Estava
longe, muito longe. Longe na distância, longe no pensar, longe até
no sonhar. Sonhar tornara-se perigoso tal o exército de polícia
secreta, bufos, legionários e simples pessoas fanáticas e fiéis
aos bons costumes e públicas virtudes que o tirano velho "botas"

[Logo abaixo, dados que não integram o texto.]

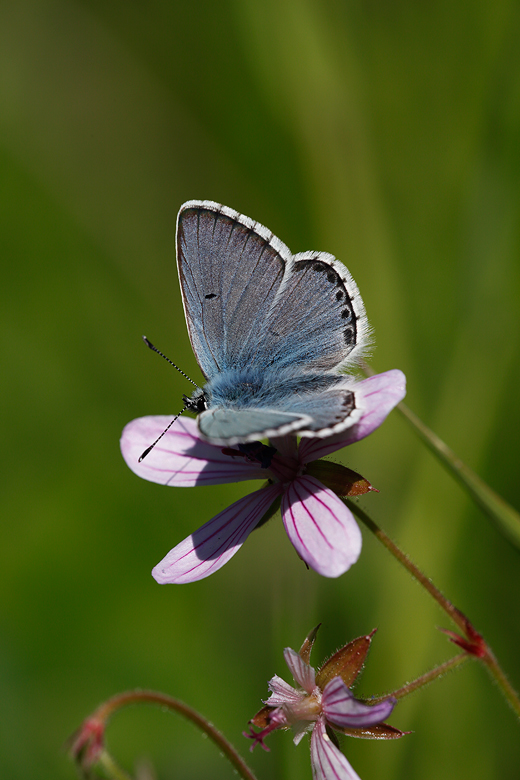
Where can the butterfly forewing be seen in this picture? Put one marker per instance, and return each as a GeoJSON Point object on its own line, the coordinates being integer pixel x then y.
{"type": "Point", "coordinates": [230, 273]}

instituiu e o novo-velho "professor" deu continuidade com
nova roupagem, sempre vigiado pela brigada mais ortodoxa e fiel ao
"corta fitas".
Naquele
tempo até o sonhar tornara-se perigoso não fossem eles adivinhar,
entrarem nos nossos sonhos ficando a conhecer os nossos desejos de
Liberdade.
O
país vivia amordaçado internamente, orgulhosamente sós no convívio
externo das Nações. Um só partido político legal a União
Nacional que por acção do novo-velho "professor" mudou a
sua designação para Acção Nacional Popular cuja existência se
destinada a apoiar as medidas tomadas pelo Conselho de Ministros ou
quando muito a pedir que as mesmas fossem mais gravosas.
Pior
que a mordaça era a vida de miséria da grande maioria das suas
gentes. Miséria que o regime procurava manter como desígnio da alma
lusitana, promovendo a cunha, a pequena corrupção transversal por
forma a manter intocáveis os interesses de meia dúzia de famílias
que beneficiavam da sua proteção e de um condicionamento industrial
que nos colocava bem na cauda da Europa.
Miséria
agravada pela manutenção de uma guerra inglória em três das suas
províncias ultramarinas (colónias). Guerra
que estando sempre
ganha segundo nos
afiançavam já durava
há treze anos e onde muitos dos seus jovens por lá ficaram em
sepulturas longe dos seus familiares,
sem glória
nem uma flor, apenas a
cruz que camaradas de infortúnio colocavam; outros
regressaram com traumas para uma vida inteira.
Vangloriavam-se
os do regime com o ouro guardado no Banco de Portugal. Reservas de
ouro manchadas pela exploração miserável a que sujeitou as suas
gentes quer no continente quer nas tais províncias ou colónias
ultramarinas. Que não servia para mais nada senão para a propaganda
fascista. Éramos tristes, miseráveis mas ricos.
Éramos
um povo a preto e branco, onde a carta dos direitos humanos decretada
pela ONU não se aplicava. Direitos dos cidadãos não existiam a não
ser o da missa dominical, da romaria anual ou de uma ou outra viagem
até Lisboa para agradecer aos velhos tiranos o estado de miséria
que eles nos garantiam, livrando-nos das poucas vergonhas que corriam
em outros países dominados ou deixando-se dominar pelas ideias de
Liberdade, Igualdade e Fraternidade.
Lá
longe, muito longe podia-se sonhar às escondidas mas o sonho lúcido
primeiro de todas as horas de todos os sonhos era o regresso a casa,
o deixar aquela guerra que não era nossa, onde só houve vencidos
quer de um lado quer do outro … o sonho desejado morava para lá da
linha distante do horizonte...
Quis
a história que jovens militares de carreira arriscassem as suas
próprias vidas e nos trouxessem lá do horizonte longínquo a tão
sonhada Liberdade. Militares que de boa fé entregaram demasiado cedo
o poder aos líderes políticos civis para que Portugal pudesse ser
uma Democracia de plano direito.
Hoje,
quarenta
e seis anos depois
chegámos
ao Estado a que chegámos. Líderes
políticos saudosistas ou pouco amigos da Democracia igual
para todos, arrastam
consigo
muitos
civis a pretexto das
mortes infelizes que vão ocorrendo por causa de um tal vírus, como
se a culpa delas estarem
a acontecer
fosse daquele
dia redentor da nossa história. Por
detrás da dor que apenas
aparentam
o
seu querer
é o começar a reformar
a
lembrança da gloriosa madrugada que
o
25 de Abril representa
na história de quase novecentos anos de Portugal.
Para
mim que há quarenta e seis anos não sabia se a minha vida tinha
futuro, digo que Ontem… Hoje… Amanhã… até ao dia em que a
água secar no meu corpo… 25 de ABRIL SEMPRE!!